Es cierto que el hombre se define por la palabra, que es la que soporta la posibilidad de la verdad y la mentira o por su conducta que puede ocultar una impostura; a su vez, existe la convicción de que los políticos, cuando hablan, comunican o informan, a conveniencia, no dicen la verdad. Han aprendido las reglas y la técnica de lo que antaño se llamaba “demagogia”, también, “manipulación o propaganda”. Nunca se ha mentido tan masiva y tan cínicamente como en la actualidad sin que de esa práctica inmoral se deriven responsabilidades políticas. Desde los totalitarismos y fascismos indeseables de la mitad del siglo XX, gran parte del progreso técnico se ha puesto al servicio de la mentira. Sin embargo, el concepto de “mentira” presupone el de veracidad, de la cual ella es su opuesto y su negación, lo mismo que el concepto de falsedad presupone el de verdad.
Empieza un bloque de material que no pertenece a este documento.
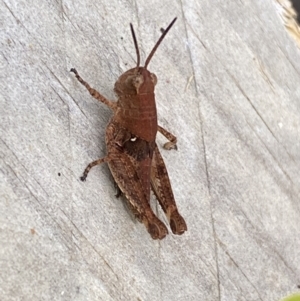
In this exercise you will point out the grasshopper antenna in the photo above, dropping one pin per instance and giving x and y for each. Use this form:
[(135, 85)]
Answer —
[(158, 42), (136, 46)]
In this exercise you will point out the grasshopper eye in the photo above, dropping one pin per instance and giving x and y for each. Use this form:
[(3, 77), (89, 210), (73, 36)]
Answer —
[(153, 78), (138, 81)]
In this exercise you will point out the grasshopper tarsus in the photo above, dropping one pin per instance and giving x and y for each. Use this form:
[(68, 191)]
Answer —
[(170, 145), (177, 223), (83, 178)]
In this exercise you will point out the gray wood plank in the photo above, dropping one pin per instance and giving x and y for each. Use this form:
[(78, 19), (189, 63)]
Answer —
[(228, 88)]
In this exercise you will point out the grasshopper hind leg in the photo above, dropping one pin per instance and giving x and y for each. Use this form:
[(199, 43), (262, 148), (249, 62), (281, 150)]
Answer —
[(161, 187)]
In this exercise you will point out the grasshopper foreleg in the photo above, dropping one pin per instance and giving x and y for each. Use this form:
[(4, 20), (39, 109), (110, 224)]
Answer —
[(94, 92), (172, 139)]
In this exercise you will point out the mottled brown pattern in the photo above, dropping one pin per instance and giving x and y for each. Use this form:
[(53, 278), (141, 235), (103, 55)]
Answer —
[(133, 156)]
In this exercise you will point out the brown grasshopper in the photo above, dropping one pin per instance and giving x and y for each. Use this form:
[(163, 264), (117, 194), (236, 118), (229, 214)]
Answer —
[(132, 153)]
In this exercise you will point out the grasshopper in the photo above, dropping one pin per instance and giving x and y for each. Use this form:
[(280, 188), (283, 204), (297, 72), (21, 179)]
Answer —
[(132, 153)]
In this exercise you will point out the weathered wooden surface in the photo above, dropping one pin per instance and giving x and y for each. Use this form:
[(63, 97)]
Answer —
[(229, 90)]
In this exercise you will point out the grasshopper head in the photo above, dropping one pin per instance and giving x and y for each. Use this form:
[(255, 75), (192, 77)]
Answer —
[(139, 80), (135, 81)]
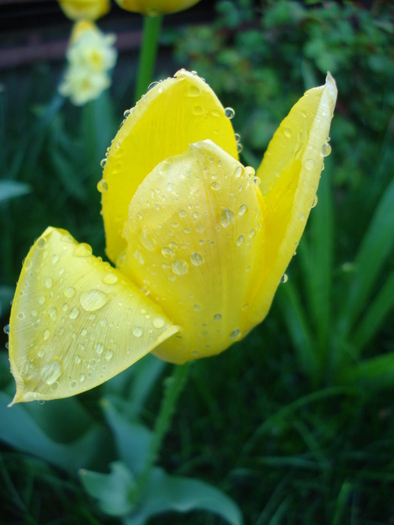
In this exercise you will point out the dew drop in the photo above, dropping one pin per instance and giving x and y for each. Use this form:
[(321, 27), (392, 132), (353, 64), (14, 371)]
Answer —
[(226, 217), (110, 278), (137, 331), (93, 300), (180, 267), (74, 313), (83, 250), (235, 334), (196, 259), (102, 186), (51, 372), (326, 150), (229, 112), (158, 322)]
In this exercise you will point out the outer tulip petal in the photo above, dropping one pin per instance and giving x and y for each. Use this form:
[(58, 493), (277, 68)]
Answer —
[(173, 114), (85, 9), (152, 7), (75, 321), (195, 234), (290, 173)]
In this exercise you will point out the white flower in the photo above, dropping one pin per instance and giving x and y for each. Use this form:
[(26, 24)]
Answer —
[(90, 57)]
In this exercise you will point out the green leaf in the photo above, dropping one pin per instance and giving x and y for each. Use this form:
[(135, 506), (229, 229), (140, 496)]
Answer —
[(19, 430), (377, 372), (133, 440), (166, 493), (375, 315), (9, 189), (375, 248), (113, 490)]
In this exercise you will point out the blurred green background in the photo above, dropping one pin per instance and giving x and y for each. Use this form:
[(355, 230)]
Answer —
[(296, 422)]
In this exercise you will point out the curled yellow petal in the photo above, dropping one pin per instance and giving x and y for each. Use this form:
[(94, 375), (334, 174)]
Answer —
[(172, 115), (290, 174), (195, 233), (85, 9), (75, 321), (154, 7)]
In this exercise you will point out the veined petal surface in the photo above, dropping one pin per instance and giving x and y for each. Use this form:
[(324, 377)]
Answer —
[(75, 321), (172, 115), (153, 7), (195, 233), (290, 174)]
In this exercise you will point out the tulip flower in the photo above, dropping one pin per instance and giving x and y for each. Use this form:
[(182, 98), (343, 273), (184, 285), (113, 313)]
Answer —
[(199, 243), (90, 56), (85, 9), (154, 7)]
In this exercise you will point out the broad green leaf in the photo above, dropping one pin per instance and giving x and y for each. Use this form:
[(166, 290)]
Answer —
[(375, 248), (133, 440), (9, 189), (112, 490), (166, 493), (20, 430)]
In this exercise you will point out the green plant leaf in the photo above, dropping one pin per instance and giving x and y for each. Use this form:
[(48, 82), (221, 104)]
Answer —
[(375, 315), (112, 490), (19, 430), (164, 493), (375, 248), (133, 440), (9, 189)]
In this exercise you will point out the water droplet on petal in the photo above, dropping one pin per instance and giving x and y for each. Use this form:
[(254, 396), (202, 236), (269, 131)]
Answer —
[(102, 186), (179, 267), (137, 331), (158, 322), (93, 300), (285, 278), (83, 250), (196, 259), (226, 217), (229, 112), (51, 372)]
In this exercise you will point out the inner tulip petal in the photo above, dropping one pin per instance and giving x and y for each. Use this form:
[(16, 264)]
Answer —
[(172, 115), (75, 321), (290, 174), (194, 234)]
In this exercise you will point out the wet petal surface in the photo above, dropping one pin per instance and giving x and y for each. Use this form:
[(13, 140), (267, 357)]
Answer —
[(172, 115), (75, 321), (195, 233)]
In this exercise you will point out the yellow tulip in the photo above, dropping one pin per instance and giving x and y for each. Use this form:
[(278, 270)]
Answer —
[(154, 7), (199, 244), (85, 9)]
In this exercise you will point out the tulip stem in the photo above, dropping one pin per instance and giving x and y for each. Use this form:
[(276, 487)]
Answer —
[(148, 53), (173, 387)]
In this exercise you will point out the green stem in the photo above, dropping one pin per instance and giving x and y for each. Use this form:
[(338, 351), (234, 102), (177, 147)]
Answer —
[(148, 53), (173, 386)]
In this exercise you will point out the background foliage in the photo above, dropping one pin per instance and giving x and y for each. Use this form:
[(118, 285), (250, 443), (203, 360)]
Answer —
[(295, 423)]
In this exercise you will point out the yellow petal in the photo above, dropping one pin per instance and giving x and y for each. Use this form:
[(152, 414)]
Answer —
[(290, 174), (195, 233), (75, 321), (85, 9), (153, 7), (172, 115)]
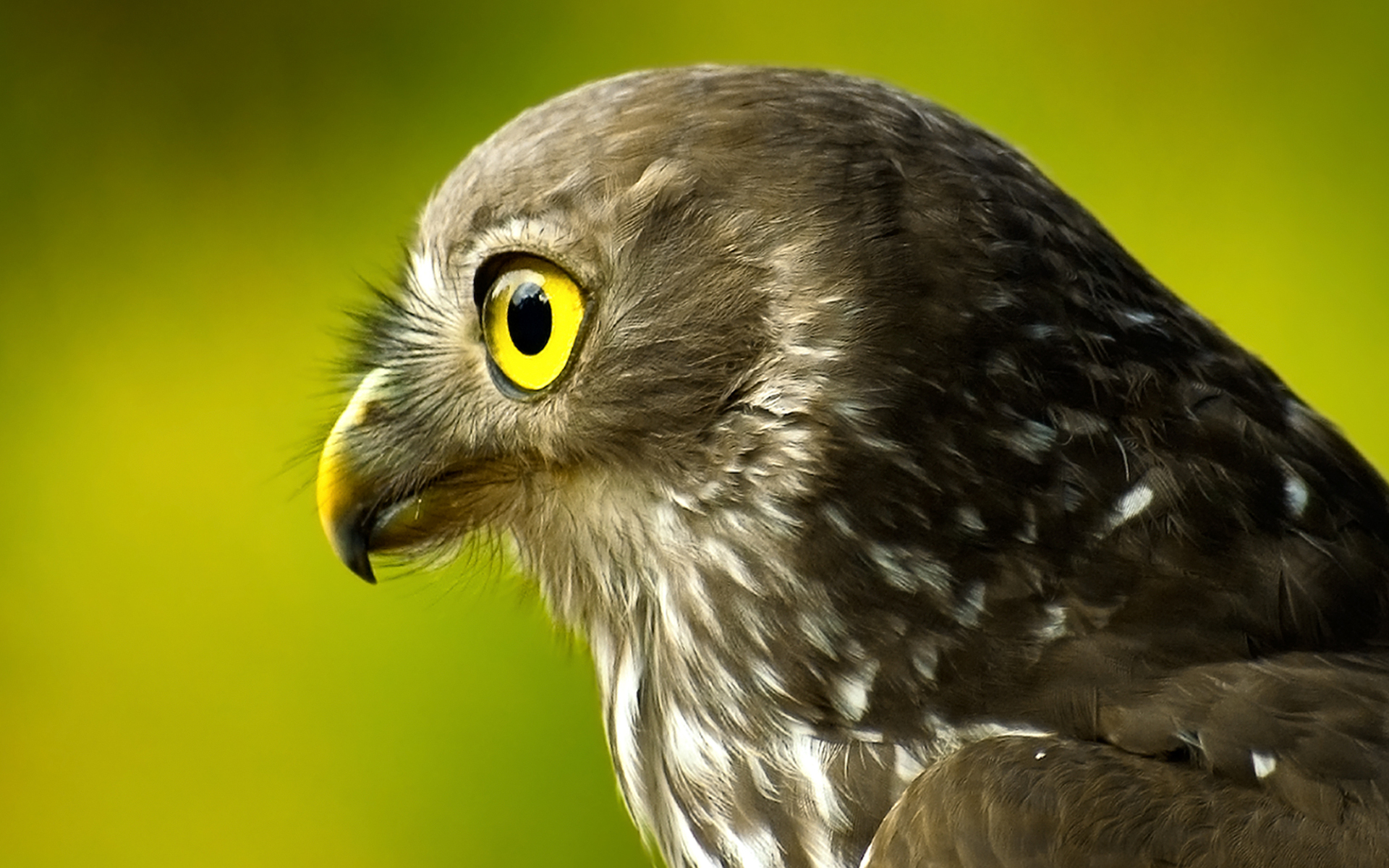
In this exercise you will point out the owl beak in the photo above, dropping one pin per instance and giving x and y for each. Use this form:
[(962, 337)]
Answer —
[(344, 504), (347, 503)]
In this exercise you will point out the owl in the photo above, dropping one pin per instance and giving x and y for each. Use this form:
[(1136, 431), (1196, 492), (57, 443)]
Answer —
[(909, 520)]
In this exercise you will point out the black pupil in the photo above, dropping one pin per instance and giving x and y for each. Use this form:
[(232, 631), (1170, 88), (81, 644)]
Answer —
[(530, 318)]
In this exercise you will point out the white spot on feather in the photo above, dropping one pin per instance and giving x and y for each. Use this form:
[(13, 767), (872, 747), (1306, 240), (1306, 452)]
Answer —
[(1129, 504), (1295, 495), (810, 759), (970, 520), (849, 694), (1032, 441), (970, 606)]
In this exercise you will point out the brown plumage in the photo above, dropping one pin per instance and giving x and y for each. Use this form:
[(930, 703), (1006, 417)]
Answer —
[(884, 484)]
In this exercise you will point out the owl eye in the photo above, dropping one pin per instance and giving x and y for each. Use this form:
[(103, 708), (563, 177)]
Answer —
[(531, 318)]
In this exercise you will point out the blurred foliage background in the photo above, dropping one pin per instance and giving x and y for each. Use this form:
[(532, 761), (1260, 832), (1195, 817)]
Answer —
[(192, 195)]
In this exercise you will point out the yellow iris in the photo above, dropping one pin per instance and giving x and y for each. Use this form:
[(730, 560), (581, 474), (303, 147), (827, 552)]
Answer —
[(531, 318)]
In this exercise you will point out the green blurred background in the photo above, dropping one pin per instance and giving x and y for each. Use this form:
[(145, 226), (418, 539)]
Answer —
[(192, 196)]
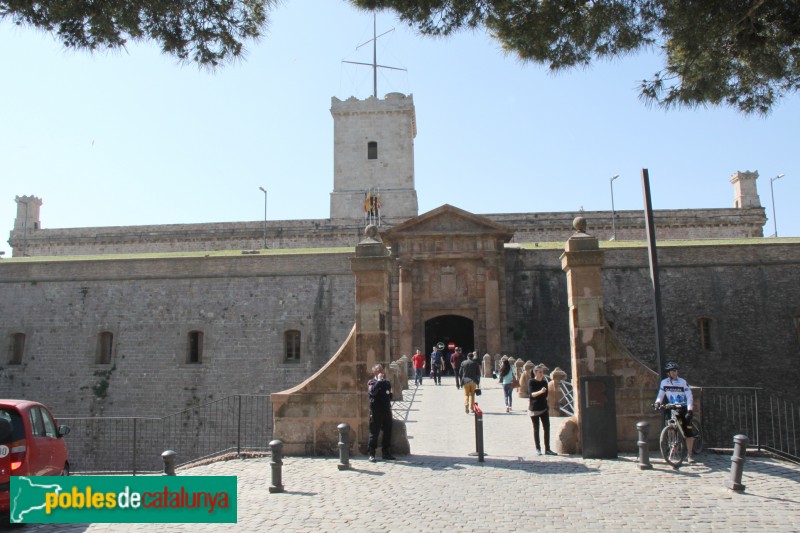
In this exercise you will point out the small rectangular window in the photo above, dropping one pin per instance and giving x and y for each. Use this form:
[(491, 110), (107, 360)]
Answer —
[(797, 328), (105, 348), (17, 349), (195, 353), (705, 334), (292, 342)]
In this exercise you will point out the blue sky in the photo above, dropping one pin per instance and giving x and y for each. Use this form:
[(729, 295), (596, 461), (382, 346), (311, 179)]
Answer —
[(133, 137)]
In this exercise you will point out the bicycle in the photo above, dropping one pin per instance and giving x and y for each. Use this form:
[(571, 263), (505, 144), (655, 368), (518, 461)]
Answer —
[(672, 441)]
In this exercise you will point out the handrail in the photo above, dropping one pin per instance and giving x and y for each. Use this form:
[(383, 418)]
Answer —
[(237, 424), (771, 426)]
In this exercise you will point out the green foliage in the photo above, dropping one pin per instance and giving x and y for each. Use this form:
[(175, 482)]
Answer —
[(207, 32), (742, 53)]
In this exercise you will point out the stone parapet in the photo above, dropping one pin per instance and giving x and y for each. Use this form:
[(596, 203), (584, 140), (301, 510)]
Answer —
[(347, 231)]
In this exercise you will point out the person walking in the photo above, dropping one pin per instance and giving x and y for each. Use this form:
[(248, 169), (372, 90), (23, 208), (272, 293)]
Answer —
[(419, 367), (379, 390), (507, 378), (455, 361), (538, 410), (437, 365), (470, 380)]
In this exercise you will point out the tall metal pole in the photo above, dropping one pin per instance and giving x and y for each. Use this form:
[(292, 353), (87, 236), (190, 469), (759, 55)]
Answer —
[(652, 254), (613, 212), (374, 55), (772, 192), (265, 215)]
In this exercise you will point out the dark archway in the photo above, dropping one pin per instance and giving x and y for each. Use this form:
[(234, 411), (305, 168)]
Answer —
[(446, 329)]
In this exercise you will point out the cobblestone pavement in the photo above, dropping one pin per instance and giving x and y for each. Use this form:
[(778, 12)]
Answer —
[(440, 486)]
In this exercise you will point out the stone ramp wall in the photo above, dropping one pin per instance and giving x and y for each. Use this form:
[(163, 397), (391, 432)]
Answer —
[(306, 416)]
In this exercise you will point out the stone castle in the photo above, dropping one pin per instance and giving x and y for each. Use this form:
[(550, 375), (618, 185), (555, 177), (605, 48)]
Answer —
[(95, 327)]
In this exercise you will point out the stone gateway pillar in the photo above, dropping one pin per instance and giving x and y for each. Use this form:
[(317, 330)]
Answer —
[(596, 350), (306, 417)]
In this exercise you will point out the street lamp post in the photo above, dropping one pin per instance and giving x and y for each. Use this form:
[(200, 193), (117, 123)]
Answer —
[(613, 211), (265, 215), (772, 193)]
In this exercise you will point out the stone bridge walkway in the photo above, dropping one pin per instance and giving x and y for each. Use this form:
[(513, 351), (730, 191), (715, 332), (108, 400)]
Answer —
[(441, 487)]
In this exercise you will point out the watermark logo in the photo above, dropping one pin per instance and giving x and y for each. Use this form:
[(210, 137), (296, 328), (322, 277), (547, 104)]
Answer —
[(123, 499)]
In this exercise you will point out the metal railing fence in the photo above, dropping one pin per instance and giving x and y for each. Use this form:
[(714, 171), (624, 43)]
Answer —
[(235, 424), (771, 423)]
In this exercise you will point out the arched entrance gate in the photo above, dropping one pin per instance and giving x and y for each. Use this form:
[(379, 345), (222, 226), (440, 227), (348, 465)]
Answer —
[(447, 329)]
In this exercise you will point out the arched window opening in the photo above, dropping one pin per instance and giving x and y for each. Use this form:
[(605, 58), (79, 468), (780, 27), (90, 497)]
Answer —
[(705, 333), (16, 349), (194, 355), (292, 345), (105, 348)]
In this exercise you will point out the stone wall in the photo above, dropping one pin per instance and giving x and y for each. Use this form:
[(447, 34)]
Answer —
[(243, 306), (751, 294)]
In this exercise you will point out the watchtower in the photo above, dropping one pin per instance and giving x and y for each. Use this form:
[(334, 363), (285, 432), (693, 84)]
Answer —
[(373, 158), (745, 191)]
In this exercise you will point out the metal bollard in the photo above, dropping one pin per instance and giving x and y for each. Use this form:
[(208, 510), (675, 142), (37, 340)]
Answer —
[(737, 463), (344, 446), (169, 458), (644, 449), (277, 454), (479, 432)]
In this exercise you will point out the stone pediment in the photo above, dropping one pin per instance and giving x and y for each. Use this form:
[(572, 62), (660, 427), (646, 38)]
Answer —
[(448, 220)]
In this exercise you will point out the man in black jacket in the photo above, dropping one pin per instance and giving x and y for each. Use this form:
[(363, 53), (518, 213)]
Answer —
[(380, 414)]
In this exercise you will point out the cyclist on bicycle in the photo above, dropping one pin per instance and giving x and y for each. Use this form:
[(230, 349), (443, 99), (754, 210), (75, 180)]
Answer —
[(677, 391)]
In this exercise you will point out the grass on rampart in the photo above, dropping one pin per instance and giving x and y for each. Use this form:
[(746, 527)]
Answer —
[(663, 244), (559, 245), (173, 255)]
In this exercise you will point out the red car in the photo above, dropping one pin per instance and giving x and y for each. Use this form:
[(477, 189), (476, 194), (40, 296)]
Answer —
[(30, 444)]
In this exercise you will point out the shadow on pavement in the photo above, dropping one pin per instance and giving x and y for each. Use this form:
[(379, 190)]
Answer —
[(544, 466)]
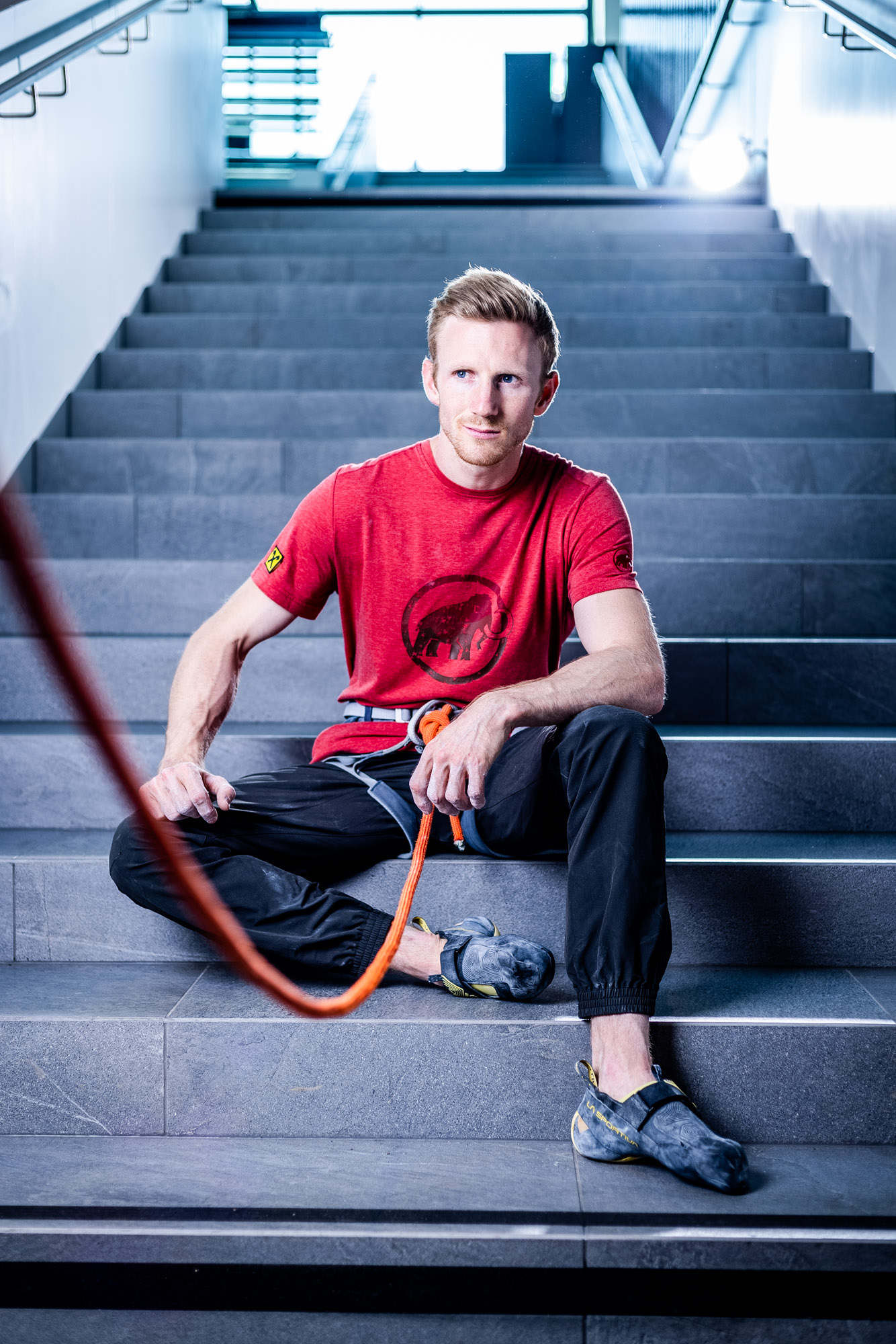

Al hablar de mentiras, no me refiero en exclusiva a aquellas mentiras formuladas positiva e intencionalmente de las que se sospecha o se tiene la plena certeza de que son falsas, sino también a aquellos supuestos en los que los políticos remarcan determinados hechos, relacionándolos de manera que se obtenga un beneficio a su favor, rebajando o ignorando aquellos otros que les resultan inconvenientes; es lo que se llama “encubrimiento u ocultación” de aquella información que puede resultar perjudicial para los intereses electorales de un político o su partido.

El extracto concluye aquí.